Part Number: LMX2595

In our design, the reference clock comes in at a very low power level as a 50Ohm signal. As the clock-input of the LMX is of the CMOS-variety, the goal is to use a high impedance signal (not 50Ohm terminated, but higher) just requiring the use of an amplifier with a high voltage-amplification but not waste space/resources with a high current amplification aswell, since the power would only be wasted in the termination and the amplifier would be located less than 10mm from the LMX, guaranteeing signal integrity.

I was wondering what the actual impedance of the input was and wether there was a maximum recommended impedance to be used or if there were other suggestions on how to handle low reference-clock-power-levels. The current temporary solution is to use a 30dB amplifier to boost the 50Ohm terminated signal to 0dBm 50Ohm terminated on the LMX, but the amplifier is huge and wastes a lot of power.

  • Hello Leon,

    If you expect that the high voltage amplification without the high current amplification has sufficient drive to send an appropriately high slew rate signal with minimal error due to reflections, there shouldn't be much trouble providing a non-50Ω input over such a short distance. The pin impedance is 10s of kΩ range if I recall correctly, but we don't specify this as a parameter so the values have some spread across PVT. The input structure looks like an AC-coupled BJT input, so whatever amplifier is used should be able to drive that (relatively light) load.

    The key constraint is getting the minimum input voltage, a high enough slew rate to not add noise to the reference, and not introducing additional noise due to the flicker noise of the input amplifier.

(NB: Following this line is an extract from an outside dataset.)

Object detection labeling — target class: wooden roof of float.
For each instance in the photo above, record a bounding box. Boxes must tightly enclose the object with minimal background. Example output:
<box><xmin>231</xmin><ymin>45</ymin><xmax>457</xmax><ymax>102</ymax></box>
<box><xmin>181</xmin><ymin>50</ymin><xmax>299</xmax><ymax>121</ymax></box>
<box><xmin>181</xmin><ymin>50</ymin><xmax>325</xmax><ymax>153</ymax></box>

You may find that getting sufficiently low flicker noise from the amplifier ends up necessarily pushing you toward higher-current and higher-power amplifiers anyway - I can't say I've ever tried what you're suggesting, so maybe there's some spectacularly clean amplifier that can handle 30dB amplification on a >10MHz signal without requiring high current or 50Ω loading, but my gut feeling is that this is hard to achieve even with lots of power to throw at it.